Each Friday at RefineUs, we repost a blog post from the archives that we feel has good content, and can create good conversation over the weekend with you and your spouse or a good friend if you are not married.
Restoration Principle #1- Utter and complete brokenness lays the foundation for a thriving marriage.
When Trisha and I were dating and when we first got married, I truly cared about all that was important to her. When she was sad, it made me sad. When she was disappointed, I wanted to understand what had disappointed her. When she got angry with me or when I hurt her feelings, it really bothered me, and I wanted to change. But over the course of time, my basis of remorse changed. I began to be resentful of the things that made her sad. I thought she overreacted when she was so disappointed. If I knew I hurt her feelings, I justified it with the times that she had hurt my feelings and never acknowledged it.
I wish that it didn’t take our separation to allow me to see the importance of this principle. I realized that so many times through our or marriage, my motivation for resolving conflict and restoring intimacy in my marriage was self-centered. Most of the time, if I experienced remorse, it was more for the consequences of my choices than the choices themselves.
For example, I would give a time that I would be home in the evening and I would usually not be home at that time. Something “important” came up, and I was often late. At first, Trisha’s feelings were hurt by this. But as it got more and more frequent she moved from hurt, to anger to resentment.
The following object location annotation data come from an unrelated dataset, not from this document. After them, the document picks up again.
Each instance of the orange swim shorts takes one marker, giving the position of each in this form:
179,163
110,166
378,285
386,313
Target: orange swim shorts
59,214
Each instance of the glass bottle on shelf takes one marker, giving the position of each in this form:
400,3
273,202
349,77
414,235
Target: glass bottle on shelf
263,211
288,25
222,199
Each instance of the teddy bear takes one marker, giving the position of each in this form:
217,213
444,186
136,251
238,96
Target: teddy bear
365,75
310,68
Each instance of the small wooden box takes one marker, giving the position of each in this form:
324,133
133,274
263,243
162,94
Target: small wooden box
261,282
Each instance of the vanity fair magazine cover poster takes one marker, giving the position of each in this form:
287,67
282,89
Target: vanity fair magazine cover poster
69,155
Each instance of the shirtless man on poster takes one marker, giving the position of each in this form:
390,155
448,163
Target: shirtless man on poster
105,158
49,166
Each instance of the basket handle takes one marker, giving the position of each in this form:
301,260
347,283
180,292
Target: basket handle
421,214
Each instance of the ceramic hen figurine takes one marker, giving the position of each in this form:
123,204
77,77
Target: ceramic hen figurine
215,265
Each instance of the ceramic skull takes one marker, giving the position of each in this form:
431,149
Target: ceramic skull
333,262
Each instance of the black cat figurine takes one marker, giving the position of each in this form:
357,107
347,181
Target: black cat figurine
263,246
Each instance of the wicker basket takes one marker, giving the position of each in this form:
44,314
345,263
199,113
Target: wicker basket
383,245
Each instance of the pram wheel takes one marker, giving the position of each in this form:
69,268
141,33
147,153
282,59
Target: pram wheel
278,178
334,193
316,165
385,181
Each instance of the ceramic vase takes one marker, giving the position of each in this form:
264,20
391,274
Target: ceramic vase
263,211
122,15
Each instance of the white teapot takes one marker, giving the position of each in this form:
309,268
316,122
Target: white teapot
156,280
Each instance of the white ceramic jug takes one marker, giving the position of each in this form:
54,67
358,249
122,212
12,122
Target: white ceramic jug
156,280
Here is the sad truth…my heart didn’t break because she was hurt. My heart didn’t hurt because I had let her down by not coming thru on what I had said. I was sorry because my actions would cause an argument. I had so many things to deal with at the church, that the last thing I needed was an argument with my wife.
I am convinced that the reason that most couples argue about the same things today that they did last week and last month and last year is because there is a lack of brokenness in their hearts. Because there is no brokenness for the actual behavior, there is never life change. Repentance is shown so the argument can end, so you won’t go to bed mad, so your wife will have sex with you again, so you can go to work without guilt. But if you truly did an inventory of your heart, you are not really sorry for what you did, just that you got busted or the reaction or the ramifications of the choice. Pain avoidance is usually our primary motivation.
There is a specific passage of scripture that illuminated this condition of my heart.
“Godly sorrow leads to repentance and brings life, and leaves no regret. But worldly sorrow leads to death.” 2 Corinthians 7:10
When our heart is first and foremost aligned with the heart of God, and our heart breaks for the things that break His heart, that naturally leads us to repentance…which brings life. Worldly sorrow in my opinion is to be as sorry as we have to be to avoid consequences.